10. Central Traffic Circle

Thimphu’s main traffic circle, where Norzin Lam intersects Chhoten Lam near Clock Tower Square, offers a fun, only-in-Bhutan peculiarity that takes only a moment to see.

Standing next to the circle’s traditionally designed wood framed gazebo is a traffic policeman with a twist. Donned in military cap, navy blue topcoat, and matching white gloves and shin coverings, he directs automobile traffic from dawn to dusk with sweeping choreographed gestures, all solemnly and precisely executed.

“Directs” does not entirely capture it, though. More often than not, his movements seem to have little discernible effect on how traffic would flow without him. But that’s just part of the charm. As are the dogs lying on the part of the circle leading to the National Memorial Chorten, sleeping the day away as cars whiz past.

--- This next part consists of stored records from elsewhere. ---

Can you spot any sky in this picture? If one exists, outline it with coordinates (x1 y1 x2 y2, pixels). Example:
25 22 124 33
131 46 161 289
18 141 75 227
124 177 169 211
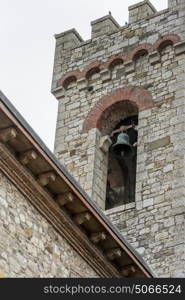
0 0 168 151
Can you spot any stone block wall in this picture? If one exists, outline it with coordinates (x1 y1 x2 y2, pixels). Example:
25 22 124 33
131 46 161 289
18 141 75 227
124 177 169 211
128 0 157 23
0 170 98 278
52 0 185 277
169 0 185 9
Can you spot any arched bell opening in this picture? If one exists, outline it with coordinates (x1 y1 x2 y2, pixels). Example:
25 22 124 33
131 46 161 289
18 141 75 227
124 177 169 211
83 87 154 210
103 105 138 210
97 100 138 136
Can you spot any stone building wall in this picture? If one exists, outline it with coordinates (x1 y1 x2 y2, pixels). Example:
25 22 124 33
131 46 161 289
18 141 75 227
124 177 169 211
0 170 98 278
52 0 185 277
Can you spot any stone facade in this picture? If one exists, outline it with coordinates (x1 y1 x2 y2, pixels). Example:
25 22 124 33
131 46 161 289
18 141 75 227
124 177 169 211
51 0 185 277
0 170 98 278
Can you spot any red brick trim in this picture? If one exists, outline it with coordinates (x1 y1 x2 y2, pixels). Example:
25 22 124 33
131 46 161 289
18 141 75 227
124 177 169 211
106 55 124 70
130 44 152 61
154 34 180 51
57 71 80 88
82 61 102 79
83 87 154 132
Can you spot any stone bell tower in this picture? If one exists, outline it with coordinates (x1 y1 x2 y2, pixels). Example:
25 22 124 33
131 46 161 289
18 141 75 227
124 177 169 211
51 0 185 277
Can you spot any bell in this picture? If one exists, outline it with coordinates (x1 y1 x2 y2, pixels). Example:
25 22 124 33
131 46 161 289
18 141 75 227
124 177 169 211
111 132 133 157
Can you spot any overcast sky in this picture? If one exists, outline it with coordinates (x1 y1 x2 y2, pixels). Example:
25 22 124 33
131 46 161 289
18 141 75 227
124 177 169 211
0 0 168 151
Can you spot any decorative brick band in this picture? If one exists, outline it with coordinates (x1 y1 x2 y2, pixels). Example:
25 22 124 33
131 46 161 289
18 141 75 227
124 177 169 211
83 86 154 132
57 34 181 89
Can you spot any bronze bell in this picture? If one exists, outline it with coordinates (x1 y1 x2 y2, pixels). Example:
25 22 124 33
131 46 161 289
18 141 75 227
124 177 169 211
111 132 133 157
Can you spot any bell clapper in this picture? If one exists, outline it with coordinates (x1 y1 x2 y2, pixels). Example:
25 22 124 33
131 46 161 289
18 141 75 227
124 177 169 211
121 151 125 158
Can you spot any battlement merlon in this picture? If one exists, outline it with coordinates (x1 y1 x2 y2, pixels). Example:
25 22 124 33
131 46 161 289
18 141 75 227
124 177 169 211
168 0 185 9
128 0 157 23
55 29 84 50
91 15 120 38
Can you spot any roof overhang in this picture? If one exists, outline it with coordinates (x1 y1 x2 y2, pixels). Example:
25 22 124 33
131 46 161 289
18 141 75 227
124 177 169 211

Bhutan by decree has no traffic lights, so this policeman won’t be replaced by technology anytime soon. But there may be less need for him when the south section of central Norzin Lam is converted to a pedestrian-only walkway. See him now while you can.

By the way, it’s probably best not to ask for pictures with him — he does have a job to do, after all — but pictures and smiles from any distance are welcome.